Edward is a real character  

seashell


----------



## Takoto (Aug 28, 2009)

My boyfriends cat sits on my hand (when it's on the mouse) when I'm playing WoW. D: And because the cat is so huge my hand gets lost under him xD


----------



## Bethany (Jul 19, 2006)

I've resisted getting into World of Warcraft, but I recently got a copy of Diablo 2. Stormy likes to help me play by sitting on my mouse hand. It's the cat butt bonus!


----------



## sasay1 (Aug 24, 2009)

Hahahah! That's hilarious! I guess I can be thankful that he doesn't sit on my hand  

And I definitely resisted WoW for a long time by playing Diablo 2, it's a pretty epic game... but you might have more fun playing WoW


----------



## Takoto (Aug 28, 2009)

Bethany said:


> I've resisted getting into World of Warcraft, but I recently got a copy of Diablo 2. Stormy likes to help me play by sitting on my mouse hand. It's the cat butt bonus!

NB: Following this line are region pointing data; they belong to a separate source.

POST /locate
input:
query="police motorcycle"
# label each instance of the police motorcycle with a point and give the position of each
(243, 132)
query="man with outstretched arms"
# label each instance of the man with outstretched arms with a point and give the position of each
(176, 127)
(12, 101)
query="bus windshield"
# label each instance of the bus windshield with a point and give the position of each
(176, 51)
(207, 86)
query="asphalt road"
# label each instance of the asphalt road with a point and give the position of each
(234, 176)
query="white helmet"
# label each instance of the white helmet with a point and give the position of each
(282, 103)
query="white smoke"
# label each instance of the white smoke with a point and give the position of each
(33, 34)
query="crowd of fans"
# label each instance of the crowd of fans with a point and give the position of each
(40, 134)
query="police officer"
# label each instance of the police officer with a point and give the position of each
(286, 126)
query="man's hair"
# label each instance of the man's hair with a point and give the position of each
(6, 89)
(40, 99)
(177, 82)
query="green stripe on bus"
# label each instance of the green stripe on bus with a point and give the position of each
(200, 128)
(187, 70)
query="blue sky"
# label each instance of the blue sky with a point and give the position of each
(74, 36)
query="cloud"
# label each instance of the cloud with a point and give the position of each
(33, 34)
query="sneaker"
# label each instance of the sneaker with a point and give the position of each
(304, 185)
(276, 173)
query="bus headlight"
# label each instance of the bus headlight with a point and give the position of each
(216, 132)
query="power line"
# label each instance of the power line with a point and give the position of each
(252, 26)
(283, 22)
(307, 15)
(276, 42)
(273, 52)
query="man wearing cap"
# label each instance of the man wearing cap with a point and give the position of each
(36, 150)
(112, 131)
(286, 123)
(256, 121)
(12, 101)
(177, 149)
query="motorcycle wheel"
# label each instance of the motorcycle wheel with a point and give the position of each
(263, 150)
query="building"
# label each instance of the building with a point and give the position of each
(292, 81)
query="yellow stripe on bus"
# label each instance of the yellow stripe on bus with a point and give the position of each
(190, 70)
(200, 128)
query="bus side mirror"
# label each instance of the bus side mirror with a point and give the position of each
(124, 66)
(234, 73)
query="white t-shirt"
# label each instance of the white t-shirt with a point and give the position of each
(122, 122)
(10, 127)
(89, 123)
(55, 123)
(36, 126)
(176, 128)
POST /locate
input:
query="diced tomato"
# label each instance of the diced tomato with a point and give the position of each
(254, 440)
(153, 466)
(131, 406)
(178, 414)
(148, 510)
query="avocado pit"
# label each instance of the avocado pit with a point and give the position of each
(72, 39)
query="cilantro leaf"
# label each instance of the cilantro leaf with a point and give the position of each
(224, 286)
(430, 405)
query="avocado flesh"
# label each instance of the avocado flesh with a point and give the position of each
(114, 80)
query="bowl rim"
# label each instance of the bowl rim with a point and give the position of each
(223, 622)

I resisted playing it for ages, but my Boyfriend started playing (we play on a Private Server) so I joined in. It's fun, although all the level grinding is a drag sometimes.


----------



## Jadedea Jade (Feb 3, 2009)

sasay1 said:


> Or at least he is always in the way when I want to play WoW. It's pretty hilarious.
> 
> 
> 
> ...


my cat azores would sometime do that when i playing everquest 2. i see you got the saitek II keyboard. you should get yourself the III generation, its sweet!


----------



## sasay1 (Aug 24, 2009)

> i see you got the saitek II keyboard. you should get yourself the III generation, its sweet!


 I just bought a new case, motherboard, and processor so now I have to wait to upgrade the keyboard  

But I'm planing on it!!


----------